Hallo,
folgenden hypothetischen Fall diskutieren wir im Bekanntenkreis:
Eine Mitarbeiterin, alleinerziehend, arbeitet Teilzeit m. 28 Std. in einem Kleinbetrieb (Chef, seine angestellte Frau, 2 Vollzeitmitarbeiter, besagte Teilzeit-Mitarbeiterin, 1 Azubi). Sie ist seit 13 Mon. dort beschäftigt und hat lt. Vertrag eine Kündigungszeit von 3 Mon. zum Quartalsende. Sie hat dies Jahr noch keinen Urlaub genommen.
Da Zahlungen eines Kunden ausbleiben, steht bei allen Mitarbeitern noch das Mai-Gehalt aus sowie in ein paar Tagen das Juni-Gehalt.
Aufgrund der finanziellen Situation ist der Chef sehr nervös und droht seit Wochen mit Kündigungen.

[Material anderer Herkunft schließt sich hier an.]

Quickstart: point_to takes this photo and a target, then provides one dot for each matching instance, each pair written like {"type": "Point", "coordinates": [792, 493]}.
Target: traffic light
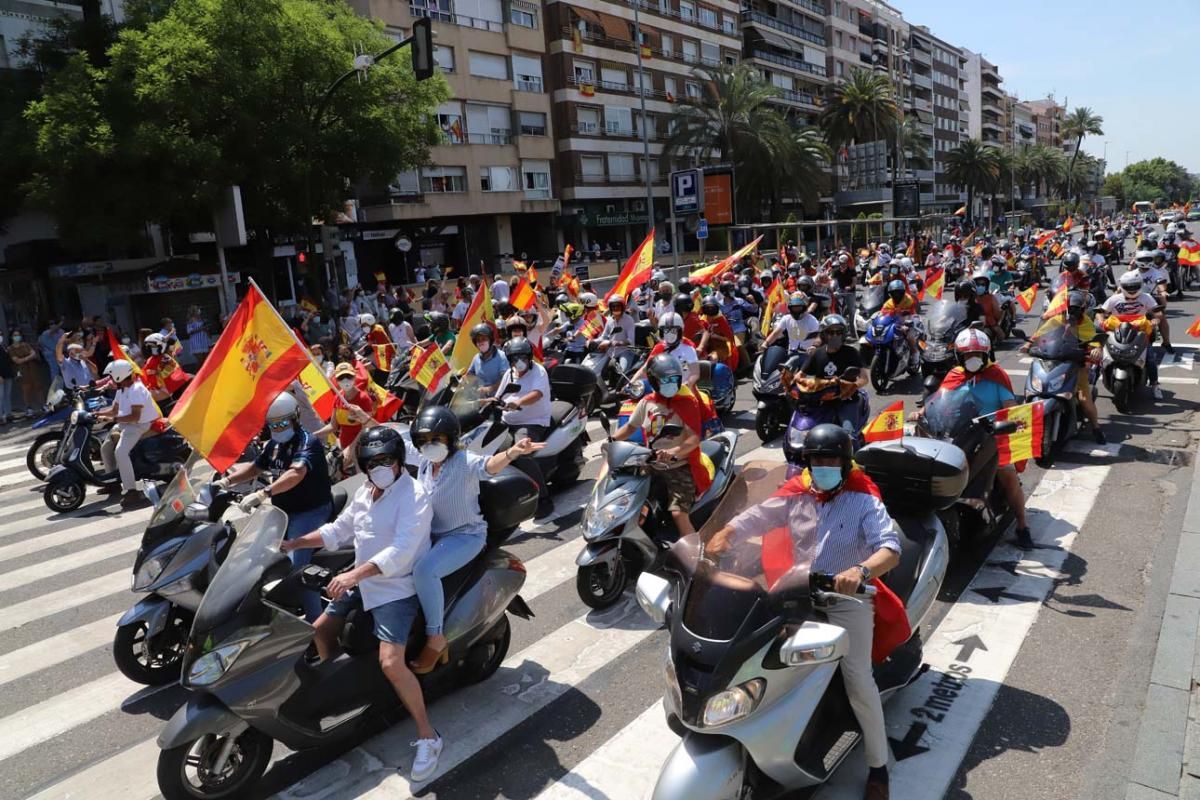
{"type": "Point", "coordinates": [423, 48]}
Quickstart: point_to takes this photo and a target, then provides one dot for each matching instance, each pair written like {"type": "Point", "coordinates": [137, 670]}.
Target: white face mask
{"type": "Point", "coordinates": [435, 452]}
{"type": "Point", "coordinates": [382, 476]}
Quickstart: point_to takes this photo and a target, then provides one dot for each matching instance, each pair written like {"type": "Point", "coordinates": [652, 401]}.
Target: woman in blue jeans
{"type": "Point", "coordinates": [450, 475]}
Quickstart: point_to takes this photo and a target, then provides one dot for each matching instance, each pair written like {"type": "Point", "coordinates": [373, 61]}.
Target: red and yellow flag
{"type": "Point", "coordinates": [480, 311]}
{"type": "Point", "coordinates": [637, 269]}
{"type": "Point", "coordinates": [429, 367]}
{"type": "Point", "coordinates": [1025, 443]}
{"type": "Point", "coordinates": [1026, 299]}
{"type": "Point", "coordinates": [887, 426]}
{"type": "Point", "coordinates": [523, 296]}
{"type": "Point", "coordinates": [225, 405]}
{"type": "Point", "coordinates": [706, 275]}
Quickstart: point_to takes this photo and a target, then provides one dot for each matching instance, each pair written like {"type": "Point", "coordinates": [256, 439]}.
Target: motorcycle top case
{"type": "Point", "coordinates": [508, 499]}
{"type": "Point", "coordinates": [916, 474]}
{"type": "Point", "coordinates": [573, 383]}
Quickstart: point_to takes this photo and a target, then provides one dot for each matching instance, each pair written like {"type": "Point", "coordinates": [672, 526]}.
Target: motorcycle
{"type": "Point", "coordinates": [246, 665]}
{"type": "Point", "coordinates": [753, 681]}
{"type": "Point", "coordinates": [155, 458]}
{"type": "Point", "coordinates": [1123, 364]}
{"type": "Point", "coordinates": [627, 527]}
{"type": "Point", "coordinates": [982, 507]}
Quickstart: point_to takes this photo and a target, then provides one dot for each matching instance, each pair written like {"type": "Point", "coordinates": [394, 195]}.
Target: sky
{"type": "Point", "coordinates": [1133, 64]}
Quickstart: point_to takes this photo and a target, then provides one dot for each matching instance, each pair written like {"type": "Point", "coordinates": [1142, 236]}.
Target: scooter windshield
{"type": "Point", "coordinates": [256, 547]}
{"type": "Point", "coordinates": [181, 491]}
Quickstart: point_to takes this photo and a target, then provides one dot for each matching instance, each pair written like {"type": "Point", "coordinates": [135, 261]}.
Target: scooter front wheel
{"type": "Point", "coordinates": [190, 771]}
{"type": "Point", "coordinates": [601, 584]}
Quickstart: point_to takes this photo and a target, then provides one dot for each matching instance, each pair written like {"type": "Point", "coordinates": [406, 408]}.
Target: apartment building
{"type": "Point", "coordinates": [489, 192]}
{"type": "Point", "coordinates": [615, 72]}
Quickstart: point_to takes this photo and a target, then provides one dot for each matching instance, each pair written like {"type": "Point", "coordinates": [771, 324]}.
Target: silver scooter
{"type": "Point", "coordinates": [754, 687]}
{"type": "Point", "coordinates": [621, 540]}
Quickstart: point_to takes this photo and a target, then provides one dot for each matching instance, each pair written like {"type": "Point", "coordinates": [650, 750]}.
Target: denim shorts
{"type": "Point", "coordinates": [393, 620]}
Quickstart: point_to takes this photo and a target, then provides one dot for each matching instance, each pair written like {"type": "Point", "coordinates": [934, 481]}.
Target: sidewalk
{"type": "Point", "coordinates": [1167, 758]}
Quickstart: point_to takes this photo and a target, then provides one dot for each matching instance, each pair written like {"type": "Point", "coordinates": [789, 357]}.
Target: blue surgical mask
{"type": "Point", "coordinates": [826, 479]}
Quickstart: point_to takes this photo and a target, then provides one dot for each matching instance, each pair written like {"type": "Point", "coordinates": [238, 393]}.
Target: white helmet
{"type": "Point", "coordinates": [119, 370]}
{"type": "Point", "coordinates": [283, 407]}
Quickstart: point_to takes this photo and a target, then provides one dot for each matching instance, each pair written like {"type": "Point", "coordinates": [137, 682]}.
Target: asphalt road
{"type": "Point", "coordinates": [573, 711]}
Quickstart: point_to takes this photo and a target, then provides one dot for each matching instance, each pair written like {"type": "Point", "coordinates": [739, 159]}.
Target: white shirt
{"type": "Point", "coordinates": [534, 379]}
{"type": "Point", "coordinates": [136, 394]}
{"type": "Point", "coordinates": [393, 533]}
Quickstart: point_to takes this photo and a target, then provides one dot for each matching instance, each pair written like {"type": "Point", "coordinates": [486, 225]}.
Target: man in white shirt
{"type": "Point", "coordinates": [133, 411]}
{"type": "Point", "coordinates": [388, 521]}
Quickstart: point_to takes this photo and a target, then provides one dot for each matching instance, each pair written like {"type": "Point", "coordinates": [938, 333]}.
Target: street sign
{"type": "Point", "coordinates": [687, 192]}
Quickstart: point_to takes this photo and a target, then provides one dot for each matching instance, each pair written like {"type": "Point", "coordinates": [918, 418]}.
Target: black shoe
{"type": "Point", "coordinates": [1024, 539]}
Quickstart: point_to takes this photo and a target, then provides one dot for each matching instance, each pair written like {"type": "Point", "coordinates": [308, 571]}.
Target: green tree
{"type": "Point", "coordinates": [220, 92]}
{"type": "Point", "coordinates": [735, 120]}
{"type": "Point", "coordinates": [975, 166]}
{"type": "Point", "coordinates": [1079, 124]}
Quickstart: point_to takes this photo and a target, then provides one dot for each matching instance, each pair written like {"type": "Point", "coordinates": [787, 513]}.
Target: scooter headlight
{"type": "Point", "coordinates": [601, 519]}
{"type": "Point", "coordinates": [735, 703]}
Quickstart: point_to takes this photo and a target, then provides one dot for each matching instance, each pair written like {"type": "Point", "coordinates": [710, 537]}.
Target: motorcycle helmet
{"type": "Point", "coordinates": [379, 440]}
{"type": "Point", "coordinates": [439, 422]}
{"type": "Point", "coordinates": [1131, 284]}
{"type": "Point", "coordinates": [665, 371]}
{"type": "Point", "coordinates": [119, 371]}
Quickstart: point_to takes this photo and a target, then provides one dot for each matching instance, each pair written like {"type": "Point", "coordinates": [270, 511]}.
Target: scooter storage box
{"type": "Point", "coordinates": [508, 499]}
{"type": "Point", "coordinates": [573, 383]}
{"type": "Point", "coordinates": [916, 473]}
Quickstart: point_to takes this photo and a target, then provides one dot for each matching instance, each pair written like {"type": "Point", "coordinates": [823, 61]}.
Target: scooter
{"type": "Point", "coordinates": [754, 687]}
{"type": "Point", "coordinates": [246, 656]}
{"type": "Point", "coordinates": [155, 458]}
{"type": "Point", "coordinates": [627, 527]}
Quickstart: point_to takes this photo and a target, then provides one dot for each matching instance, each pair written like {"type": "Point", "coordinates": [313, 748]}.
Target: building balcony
{"type": "Point", "coordinates": [750, 17]}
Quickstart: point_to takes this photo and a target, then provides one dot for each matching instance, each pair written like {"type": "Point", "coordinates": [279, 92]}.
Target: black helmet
{"type": "Point", "coordinates": [664, 367]}
{"type": "Point", "coordinates": [379, 440]}
{"type": "Point", "coordinates": [433, 421]}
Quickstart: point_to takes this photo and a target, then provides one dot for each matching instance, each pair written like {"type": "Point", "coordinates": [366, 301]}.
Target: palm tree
{"type": "Point", "coordinates": [976, 166]}
{"type": "Point", "coordinates": [733, 120]}
{"type": "Point", "coordinates": [858, 108]}
{"type": "Point", "coordinates": [1080, 122]}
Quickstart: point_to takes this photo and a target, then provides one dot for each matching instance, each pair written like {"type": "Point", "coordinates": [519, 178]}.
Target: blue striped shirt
{"type": "Point", "coordinates": [833, 536]}
{"type": "Point", "coordinates": [454, 493]}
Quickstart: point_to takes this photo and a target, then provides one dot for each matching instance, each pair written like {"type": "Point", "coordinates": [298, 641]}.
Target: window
{"type": "Point", "coordinates": [532, 122]}
{"type": "Point", "coordinates": [587, 120]}
{"type": "Point", "coordinates": [535, 176]}
{"type": "Point", "coordinates": [489, 65]}
{"type": "Point", "coordinates": [444, 58]}
{"type": "Point", "coordinates": [498, 179]}
{"type": "Point", "coordinates": [527, 72]}
{"type": "Point", "coordinates": [443, 180]}
{"type": "Point", "coordinates": [621, 166]}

Am heutigen Tag droht er der Mitarbeiterin wieder und sagt ihr, sie könne nächste Woche zuhause bleiben und zum Arbeitsamt gehen. Sprich: er meint, sie soll nächste Woche mit arbeiten aufhören (damit er nichts mehr zahlen braucht)
Die Fragen:
- Welche Kündigungszeit gilt in der Regel? Die vertragliche oder die gesetzliche?
- Welche Kündigungszeiten gelten bei finanzieller Notlage in einem Kleinbetrieb für die Mitarbeiter bzw. den Chef?
- Ist der Chef in solch einer Situation berechtigt, seiner Mitarbeiterin von heut auf morgen kündigen? (Es liegt nichts gegen sie vor).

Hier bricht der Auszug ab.